Chrome Tools shows 22 seconds to load the page. It appears to load the graphs sequentially, one after another… I don’t know if it is feasible to request them concurrently via jquery.

Imgur

I think this is purely the number of graphs being loaded for you. i don’t have anywhere near the number of requests for graphs as you (closest is a quarter of the number) and get load times of 7 seconds (which is mostly graphs lazy loading the so the page appears responsive).

We’ll have to do some work on this to try and lower the number of requests - I’d suggest creating an issue on github with the info you’ve provided so far.

Thanks for the update

I will second the problem that clay has outlined, and I think I am probably the worst case scenario due to the sheer number of interfaces I have on some of the devices in my LibreNMS. memcached, rrdcached, php-fcgi and mysql tweaks aren’t enough to make much of a difference. I do agree that something needs to be done to improve this if LibreNMS is going to be considered scalable, so if GitHub is the next place to go, I will head there.

Thanks again

I’ve come across this a bit today on our work install due to some new devices with 1500 ports.

The overall traffic graph is what seems to kill it. That graph specifically has the ability to exclude certain interfaces so I added ones we don’t care much for to the list and it’s massively improved the performance:

$config['device_traffic_iftype']
$config['device_traffic_descr']

Both are arrays and preg_match so an example is:

$config['device_traffic_iftype'][] = '/propVirtual/';

Give it a shot

What i can see is that even its not IO related, it could be slow cause of on disk temp tables.
The mysqltuner shows the following:
[!!] Joins performed without indexes: 107010
[!!] Temporary tables created on disk: 32% (11K on disk / 34K total)

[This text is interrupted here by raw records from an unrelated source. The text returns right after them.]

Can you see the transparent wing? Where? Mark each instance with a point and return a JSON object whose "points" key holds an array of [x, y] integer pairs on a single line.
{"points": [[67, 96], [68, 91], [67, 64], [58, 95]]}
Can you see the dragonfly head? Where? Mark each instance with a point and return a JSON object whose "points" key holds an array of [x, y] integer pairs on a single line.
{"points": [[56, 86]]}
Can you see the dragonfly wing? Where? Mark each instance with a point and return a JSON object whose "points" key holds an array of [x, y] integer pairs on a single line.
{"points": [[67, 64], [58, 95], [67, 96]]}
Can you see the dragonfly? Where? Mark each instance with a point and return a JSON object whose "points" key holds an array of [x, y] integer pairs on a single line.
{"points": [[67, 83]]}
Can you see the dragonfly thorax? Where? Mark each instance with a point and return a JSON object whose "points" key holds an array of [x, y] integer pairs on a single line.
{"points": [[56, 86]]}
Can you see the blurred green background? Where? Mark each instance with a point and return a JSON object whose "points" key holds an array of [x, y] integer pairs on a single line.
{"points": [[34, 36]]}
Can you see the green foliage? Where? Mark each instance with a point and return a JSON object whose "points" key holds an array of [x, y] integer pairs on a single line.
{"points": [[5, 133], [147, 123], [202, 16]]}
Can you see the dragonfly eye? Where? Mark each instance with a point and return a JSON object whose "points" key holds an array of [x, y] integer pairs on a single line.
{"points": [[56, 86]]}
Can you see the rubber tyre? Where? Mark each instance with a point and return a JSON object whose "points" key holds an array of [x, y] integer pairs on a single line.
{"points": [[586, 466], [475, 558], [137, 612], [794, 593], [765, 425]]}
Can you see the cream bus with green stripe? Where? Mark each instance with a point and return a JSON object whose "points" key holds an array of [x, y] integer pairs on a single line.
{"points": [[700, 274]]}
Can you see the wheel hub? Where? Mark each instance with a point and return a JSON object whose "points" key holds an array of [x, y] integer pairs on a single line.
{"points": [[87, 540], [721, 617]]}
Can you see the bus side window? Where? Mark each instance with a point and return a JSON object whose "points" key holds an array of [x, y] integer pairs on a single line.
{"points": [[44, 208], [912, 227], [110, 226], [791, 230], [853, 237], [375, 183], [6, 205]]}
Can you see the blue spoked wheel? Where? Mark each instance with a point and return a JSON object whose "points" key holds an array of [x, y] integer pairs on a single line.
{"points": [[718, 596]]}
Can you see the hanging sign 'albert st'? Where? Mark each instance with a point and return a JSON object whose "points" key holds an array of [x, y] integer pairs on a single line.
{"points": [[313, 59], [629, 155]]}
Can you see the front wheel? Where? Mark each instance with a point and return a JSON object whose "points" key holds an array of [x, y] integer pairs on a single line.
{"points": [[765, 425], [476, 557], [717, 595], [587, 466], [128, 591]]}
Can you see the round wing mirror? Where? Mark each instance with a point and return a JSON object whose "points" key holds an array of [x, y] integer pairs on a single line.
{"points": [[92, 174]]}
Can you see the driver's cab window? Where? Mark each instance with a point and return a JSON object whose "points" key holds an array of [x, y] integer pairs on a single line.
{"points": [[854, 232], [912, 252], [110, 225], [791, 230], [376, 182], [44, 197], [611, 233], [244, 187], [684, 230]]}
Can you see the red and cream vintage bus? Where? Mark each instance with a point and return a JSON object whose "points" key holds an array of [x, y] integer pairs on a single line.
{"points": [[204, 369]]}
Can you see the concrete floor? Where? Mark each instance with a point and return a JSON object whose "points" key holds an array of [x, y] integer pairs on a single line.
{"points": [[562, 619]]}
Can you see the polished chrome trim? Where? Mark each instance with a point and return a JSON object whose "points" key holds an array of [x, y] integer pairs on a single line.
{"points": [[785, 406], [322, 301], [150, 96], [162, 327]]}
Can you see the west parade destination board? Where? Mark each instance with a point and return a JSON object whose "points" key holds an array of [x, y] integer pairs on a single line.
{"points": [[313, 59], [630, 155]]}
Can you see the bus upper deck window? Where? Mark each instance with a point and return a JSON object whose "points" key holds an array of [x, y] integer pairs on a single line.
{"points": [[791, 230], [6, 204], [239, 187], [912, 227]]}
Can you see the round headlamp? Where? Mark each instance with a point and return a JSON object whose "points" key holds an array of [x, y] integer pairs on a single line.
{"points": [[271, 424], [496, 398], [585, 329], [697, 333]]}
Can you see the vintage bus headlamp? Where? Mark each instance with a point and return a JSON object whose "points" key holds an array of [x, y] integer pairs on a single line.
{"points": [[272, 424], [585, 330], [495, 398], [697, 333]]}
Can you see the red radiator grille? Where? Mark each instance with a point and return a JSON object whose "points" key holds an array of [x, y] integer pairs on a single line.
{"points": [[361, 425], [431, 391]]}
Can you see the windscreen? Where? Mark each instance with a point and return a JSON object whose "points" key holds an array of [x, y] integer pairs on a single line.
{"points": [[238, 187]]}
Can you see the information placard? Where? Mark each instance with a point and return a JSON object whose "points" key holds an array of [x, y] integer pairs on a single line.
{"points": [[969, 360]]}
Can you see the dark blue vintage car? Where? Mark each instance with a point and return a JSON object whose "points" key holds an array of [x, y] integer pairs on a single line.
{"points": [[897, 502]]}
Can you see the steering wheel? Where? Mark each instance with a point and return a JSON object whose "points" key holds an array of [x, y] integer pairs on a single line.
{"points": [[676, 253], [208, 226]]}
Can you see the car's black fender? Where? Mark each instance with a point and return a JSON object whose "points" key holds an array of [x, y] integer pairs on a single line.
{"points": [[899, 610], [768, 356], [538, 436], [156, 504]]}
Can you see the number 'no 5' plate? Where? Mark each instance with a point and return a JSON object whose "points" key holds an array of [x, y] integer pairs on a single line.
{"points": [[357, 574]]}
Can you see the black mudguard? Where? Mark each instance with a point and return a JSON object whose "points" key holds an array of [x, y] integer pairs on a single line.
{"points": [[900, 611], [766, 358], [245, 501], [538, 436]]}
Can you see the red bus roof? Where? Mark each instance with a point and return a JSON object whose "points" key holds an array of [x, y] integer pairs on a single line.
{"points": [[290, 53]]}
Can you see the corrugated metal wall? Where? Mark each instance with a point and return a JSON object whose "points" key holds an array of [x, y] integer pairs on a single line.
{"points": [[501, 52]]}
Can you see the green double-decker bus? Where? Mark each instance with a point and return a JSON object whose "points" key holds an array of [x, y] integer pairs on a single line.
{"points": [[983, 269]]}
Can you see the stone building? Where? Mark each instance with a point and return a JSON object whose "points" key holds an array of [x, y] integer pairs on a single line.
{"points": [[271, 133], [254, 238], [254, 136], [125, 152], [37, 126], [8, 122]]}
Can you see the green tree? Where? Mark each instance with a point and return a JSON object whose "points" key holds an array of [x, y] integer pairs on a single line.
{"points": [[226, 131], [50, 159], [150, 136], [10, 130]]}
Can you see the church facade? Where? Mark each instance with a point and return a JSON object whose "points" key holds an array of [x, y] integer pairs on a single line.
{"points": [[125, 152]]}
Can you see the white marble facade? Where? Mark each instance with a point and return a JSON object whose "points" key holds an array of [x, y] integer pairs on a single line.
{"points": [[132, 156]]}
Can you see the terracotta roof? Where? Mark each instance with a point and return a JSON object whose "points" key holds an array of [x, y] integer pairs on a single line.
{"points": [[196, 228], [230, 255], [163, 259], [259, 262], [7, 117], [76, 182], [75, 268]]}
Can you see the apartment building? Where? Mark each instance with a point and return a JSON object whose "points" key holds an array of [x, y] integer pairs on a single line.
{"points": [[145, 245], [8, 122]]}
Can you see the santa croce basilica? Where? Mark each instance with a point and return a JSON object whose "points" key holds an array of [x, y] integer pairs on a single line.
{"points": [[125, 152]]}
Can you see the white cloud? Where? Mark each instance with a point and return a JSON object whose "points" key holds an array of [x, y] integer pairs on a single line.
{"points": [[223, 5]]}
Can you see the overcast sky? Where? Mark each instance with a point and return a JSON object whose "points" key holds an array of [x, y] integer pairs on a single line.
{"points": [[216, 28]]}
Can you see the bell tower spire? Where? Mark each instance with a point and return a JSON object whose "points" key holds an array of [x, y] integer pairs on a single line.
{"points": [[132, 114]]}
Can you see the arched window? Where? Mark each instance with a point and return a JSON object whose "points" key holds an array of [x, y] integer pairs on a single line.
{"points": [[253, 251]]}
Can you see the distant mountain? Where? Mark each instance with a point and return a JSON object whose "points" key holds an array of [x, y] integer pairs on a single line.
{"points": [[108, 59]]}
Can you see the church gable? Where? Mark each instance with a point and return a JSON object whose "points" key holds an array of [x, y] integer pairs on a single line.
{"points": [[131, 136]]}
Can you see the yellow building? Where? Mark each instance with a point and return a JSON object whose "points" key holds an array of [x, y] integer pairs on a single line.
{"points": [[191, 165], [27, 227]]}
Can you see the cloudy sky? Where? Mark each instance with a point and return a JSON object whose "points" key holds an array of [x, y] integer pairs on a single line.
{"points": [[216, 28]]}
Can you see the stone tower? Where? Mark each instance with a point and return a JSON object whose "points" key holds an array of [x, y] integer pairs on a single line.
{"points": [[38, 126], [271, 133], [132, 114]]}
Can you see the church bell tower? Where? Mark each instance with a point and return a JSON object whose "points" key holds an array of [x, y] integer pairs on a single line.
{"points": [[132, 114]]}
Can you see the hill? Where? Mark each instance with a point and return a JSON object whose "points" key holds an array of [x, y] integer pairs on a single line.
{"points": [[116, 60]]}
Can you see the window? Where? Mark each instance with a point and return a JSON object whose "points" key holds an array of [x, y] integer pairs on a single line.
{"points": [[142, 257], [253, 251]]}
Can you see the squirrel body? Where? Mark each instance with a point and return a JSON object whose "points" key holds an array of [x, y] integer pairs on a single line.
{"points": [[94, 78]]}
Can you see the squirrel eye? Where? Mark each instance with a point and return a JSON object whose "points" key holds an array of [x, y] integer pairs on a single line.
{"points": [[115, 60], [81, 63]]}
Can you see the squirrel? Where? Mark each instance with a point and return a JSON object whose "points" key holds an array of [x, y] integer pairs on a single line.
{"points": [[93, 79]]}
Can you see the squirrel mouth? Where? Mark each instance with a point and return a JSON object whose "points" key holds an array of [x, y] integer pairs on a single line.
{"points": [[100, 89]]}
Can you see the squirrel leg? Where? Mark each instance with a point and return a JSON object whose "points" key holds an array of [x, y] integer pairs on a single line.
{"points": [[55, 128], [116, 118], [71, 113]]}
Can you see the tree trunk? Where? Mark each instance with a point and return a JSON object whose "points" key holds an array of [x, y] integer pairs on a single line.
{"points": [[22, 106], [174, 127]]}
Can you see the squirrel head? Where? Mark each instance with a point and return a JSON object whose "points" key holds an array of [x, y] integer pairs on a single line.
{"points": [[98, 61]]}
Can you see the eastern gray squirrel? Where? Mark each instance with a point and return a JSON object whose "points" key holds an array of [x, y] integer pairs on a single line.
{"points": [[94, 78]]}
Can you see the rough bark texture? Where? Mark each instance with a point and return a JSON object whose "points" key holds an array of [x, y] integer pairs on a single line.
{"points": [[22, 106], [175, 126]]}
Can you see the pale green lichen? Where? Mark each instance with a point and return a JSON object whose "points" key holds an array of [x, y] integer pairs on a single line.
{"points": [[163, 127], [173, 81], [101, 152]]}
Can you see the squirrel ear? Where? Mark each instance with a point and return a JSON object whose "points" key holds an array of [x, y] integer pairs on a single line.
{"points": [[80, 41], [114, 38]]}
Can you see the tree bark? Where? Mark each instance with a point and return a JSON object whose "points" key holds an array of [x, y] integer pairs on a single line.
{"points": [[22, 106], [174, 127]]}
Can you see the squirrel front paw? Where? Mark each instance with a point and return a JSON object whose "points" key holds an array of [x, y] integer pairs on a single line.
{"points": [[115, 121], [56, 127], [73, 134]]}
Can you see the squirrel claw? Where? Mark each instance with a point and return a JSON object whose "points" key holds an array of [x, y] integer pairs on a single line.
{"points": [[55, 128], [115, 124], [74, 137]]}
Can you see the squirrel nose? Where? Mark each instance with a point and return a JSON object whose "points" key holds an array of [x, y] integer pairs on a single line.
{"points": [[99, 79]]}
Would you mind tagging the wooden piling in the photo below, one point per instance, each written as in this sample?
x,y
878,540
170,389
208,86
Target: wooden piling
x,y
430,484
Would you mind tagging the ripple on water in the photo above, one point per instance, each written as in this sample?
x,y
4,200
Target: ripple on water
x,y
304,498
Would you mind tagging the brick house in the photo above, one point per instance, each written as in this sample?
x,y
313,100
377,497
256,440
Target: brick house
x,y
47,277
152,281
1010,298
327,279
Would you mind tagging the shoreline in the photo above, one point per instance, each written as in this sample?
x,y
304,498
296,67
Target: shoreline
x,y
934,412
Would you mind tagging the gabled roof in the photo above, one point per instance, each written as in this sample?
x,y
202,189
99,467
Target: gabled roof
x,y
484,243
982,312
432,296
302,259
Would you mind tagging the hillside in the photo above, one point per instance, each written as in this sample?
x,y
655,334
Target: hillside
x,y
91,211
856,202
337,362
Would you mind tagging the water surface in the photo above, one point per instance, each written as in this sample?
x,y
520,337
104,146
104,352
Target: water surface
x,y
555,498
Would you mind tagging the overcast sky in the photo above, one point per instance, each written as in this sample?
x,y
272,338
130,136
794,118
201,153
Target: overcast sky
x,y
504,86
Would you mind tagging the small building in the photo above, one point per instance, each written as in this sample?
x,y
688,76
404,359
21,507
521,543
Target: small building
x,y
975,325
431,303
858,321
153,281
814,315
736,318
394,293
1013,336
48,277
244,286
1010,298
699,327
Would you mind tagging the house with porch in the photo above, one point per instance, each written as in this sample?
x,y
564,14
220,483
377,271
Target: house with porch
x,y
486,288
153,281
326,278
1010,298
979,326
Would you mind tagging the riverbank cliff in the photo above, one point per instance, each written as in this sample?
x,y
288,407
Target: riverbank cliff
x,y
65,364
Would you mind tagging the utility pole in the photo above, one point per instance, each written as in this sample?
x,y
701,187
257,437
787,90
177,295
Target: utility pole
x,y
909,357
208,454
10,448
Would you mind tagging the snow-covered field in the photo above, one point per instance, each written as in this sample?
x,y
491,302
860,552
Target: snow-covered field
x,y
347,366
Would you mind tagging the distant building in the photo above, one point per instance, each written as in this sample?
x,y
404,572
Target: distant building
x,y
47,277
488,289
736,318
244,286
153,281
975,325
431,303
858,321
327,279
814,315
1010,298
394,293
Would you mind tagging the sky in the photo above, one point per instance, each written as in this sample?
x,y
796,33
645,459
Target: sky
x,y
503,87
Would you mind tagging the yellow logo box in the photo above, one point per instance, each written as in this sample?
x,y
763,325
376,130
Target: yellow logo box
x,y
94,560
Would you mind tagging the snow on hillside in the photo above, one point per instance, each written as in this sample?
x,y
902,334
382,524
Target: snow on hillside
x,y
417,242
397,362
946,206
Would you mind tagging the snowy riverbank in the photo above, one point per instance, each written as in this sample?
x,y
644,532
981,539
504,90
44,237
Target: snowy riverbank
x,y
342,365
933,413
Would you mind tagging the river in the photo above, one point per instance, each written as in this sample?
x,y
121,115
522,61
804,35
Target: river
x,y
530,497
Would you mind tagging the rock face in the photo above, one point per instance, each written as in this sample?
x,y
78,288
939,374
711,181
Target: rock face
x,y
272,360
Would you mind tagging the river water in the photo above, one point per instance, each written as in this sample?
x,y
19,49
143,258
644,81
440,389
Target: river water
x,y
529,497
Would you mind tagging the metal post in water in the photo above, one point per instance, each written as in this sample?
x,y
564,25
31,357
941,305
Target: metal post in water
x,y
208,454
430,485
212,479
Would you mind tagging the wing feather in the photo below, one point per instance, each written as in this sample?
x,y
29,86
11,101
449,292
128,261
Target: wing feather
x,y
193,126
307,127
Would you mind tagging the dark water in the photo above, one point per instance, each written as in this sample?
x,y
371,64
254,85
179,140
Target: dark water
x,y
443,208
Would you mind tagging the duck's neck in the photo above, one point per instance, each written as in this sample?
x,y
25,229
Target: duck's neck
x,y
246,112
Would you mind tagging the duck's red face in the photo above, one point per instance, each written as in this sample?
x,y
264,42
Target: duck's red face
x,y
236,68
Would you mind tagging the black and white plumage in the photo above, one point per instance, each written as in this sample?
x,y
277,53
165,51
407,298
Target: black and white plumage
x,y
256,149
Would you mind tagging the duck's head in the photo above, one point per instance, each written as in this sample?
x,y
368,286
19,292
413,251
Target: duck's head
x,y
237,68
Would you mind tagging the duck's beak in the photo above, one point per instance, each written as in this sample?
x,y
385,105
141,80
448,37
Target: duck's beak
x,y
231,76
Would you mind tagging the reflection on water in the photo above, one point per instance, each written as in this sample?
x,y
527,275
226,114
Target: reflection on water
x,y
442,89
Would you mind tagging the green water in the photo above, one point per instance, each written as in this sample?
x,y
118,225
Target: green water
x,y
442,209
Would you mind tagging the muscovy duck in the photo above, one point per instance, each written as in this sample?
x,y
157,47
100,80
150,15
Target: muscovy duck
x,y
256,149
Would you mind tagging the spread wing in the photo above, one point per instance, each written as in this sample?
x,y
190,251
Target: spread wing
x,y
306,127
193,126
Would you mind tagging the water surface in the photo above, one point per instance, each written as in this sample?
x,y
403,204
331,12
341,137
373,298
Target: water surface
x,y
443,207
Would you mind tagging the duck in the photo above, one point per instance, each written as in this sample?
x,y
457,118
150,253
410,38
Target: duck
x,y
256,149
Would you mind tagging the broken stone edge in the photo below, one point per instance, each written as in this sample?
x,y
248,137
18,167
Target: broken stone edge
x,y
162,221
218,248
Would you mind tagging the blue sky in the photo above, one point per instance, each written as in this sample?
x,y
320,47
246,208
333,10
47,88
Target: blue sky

It was over 50% when i set the join buffer size of 2M.
Now I’m on 32M, but this value is very high in my opinion.

It feels faster if i set it to 128M, but then i get a warning cause of dangerous settings in mysqltuner.
maybe the joins should be checked?

Have you tried what I suggested above?

Yes I’ve done this settings.
But on my env, its not only the graphs.
i have a “unaknowledged alerts” widget on portal, and this is also slow loading.

The fact that a widget is loading slow is odd as that’s just php / mysql based. Considering you only have two devices monitored then this really does indicate a local issue but I’m not sure what else to suggest.

I’m not the one who have only two devices.
I have 100 devices, and about 1500 ports.
It’s not that much, but more than two.
As written before, alot joins without indexes and this caused alot disk temp table.
This is mysql related.
So a php / mysql widget can get slow, if it needs disk temp tables.

SHould i check something else?

I don’t have any other suggestions I’m afraid.

I have done some more analysis.
It’s not the widget itself.
The high cost requests (in network tab) are the graph.php?..
Others get queued behind this requests.
It seems the graphs generagion is not that fast.

Is there a way to cache the graphs itself? (not only the rrd data)
maybe it would be required to generate graphs on poll time to get the webfrontend work responsive on bigger environments, or is this a bad idea?

on my dashboard it loads 15 graphs every time it gets refreshed.
the fastest graph here is on 851ms, the slowest is on 3,4s
cause there are i think about 4 or 5 request at the same time it gets slow, because the other requests are waiting seconds to start.